New kids’ book “Why Do We Fight?” explores why wars happen


Niki Walker, the author of "Why Do We FIght?," has to answer questions about war from her own son, Jack, who heard about Syria on the radio. (Vanessa Palmateer)
September 10, 2013

Why Do We Fight? Conflict,
War, and Peace

by Niki Walker, 80 pages, $16.95.

Jack Wiwcharyk is bugging his mom about something he heard on the radio. The first-grader says his parents listen to a lot of public radio.

“Talk, talk, talk,” Jack says during a phone conversation with him and mom Niki Walker last week from their home near Toronto in Canada. “I don’t understand all of it.”

What he didn’t understand were reports that the United States and other countries may attack Syria, a country in the Middle East, because they think Syria used poison gas on civilians, including children. Other countries and many Americans are against an attack, and the arguments fly back and forth on the radio, in newspapers and maybe in your house, too.

“Why is there war, anyway?” Jack wondered.

The question is difficult for kids — and adults — but he is asking the right person.

Niki Walker has a new book called “Why Do We Fight? Conflict, War, and Peace.” It’s written for 10-to-14-year-olds, and it starts with big ideas about war and peace, and in the end leads kids to think about conflicts with sisters or brothers, at school, at home — anywhere.

“I did not write a book that [says] we just hold hands and sing ‘Kumbaya’ peace songs, and everything will be okay,” said Walker, 40, who has written 20 books for kids and edited more than 100 others.

Both of her grandfathers served in the Army in World War II and helped free people who were held in Nazi prison camps. Jack’s grandparents on his dad’s side of the family survived the Nazi invasion of the area that is now the country of Ukraine.

“Human beings are in conflicts for real reasons,” Walker says. “Kids hear about this all the time, but do they know how to ask the right questions to understand what happens in the world around them?”

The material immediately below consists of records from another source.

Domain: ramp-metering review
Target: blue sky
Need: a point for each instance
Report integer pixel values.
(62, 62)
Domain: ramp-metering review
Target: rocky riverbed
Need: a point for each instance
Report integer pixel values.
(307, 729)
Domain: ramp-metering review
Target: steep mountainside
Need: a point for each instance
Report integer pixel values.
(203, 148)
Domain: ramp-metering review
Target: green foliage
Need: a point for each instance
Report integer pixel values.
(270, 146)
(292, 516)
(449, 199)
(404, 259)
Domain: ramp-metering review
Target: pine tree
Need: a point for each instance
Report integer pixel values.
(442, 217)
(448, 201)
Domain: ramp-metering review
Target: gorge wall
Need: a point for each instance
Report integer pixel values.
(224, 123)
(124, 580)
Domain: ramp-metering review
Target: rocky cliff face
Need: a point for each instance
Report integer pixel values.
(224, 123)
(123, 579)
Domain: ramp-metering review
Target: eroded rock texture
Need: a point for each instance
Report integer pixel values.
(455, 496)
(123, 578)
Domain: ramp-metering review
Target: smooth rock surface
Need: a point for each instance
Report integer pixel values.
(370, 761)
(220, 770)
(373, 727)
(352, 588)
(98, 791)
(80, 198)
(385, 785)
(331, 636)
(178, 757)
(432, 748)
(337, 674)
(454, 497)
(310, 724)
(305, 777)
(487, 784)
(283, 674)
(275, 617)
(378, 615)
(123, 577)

She doesn’t think so, and she says it doesn’t help that schools and libraries are filled with kids’ books about wars and battles. As youngsters grow into teenagers, often they’re drawn to video games that seem to reward kids who kill the most bad guys.

To have a book on peace is a step toward helping kids think on their own now and throughout their lives, she says.

In six chapters filled with simple drawings and charts, Walker defines conflict — whether a war, protests, strikes, criminal activity or even a schoolyard tussle — and explains how they may start and eventually end. She also raises interesting questions.

Land, water and food are scarce (that means not available to everyone) in most of the world, the book says. Billions of people are affected. How well do people share in each country or neighborhood, Walker asks. Do people who don’t have things consider that a reason to fight with those who do?

In a democracy, people can vote and have control over their governments. But do people in democratic countries have access to the truth? And can they make government respond to needs fairly?

What about people who are taught to hate one another, Walker asks. Some kids grow up in a society or a home where they learn to distrust or hate others without ever knowing them face to face. Should wars be fought over what people believe, their religion or skin color?

“There are deep roots in many conflicts,” Walker says. “If youngsters understand that on their own and think it through on their own, they’ll grow up to face conflict bravely and with hope.”

“I don’t understand all this,” Jack says, pausing. “But it’s like at school sometimes, when kids hit each other. I don’t hit anybody. Hitting is so last year.”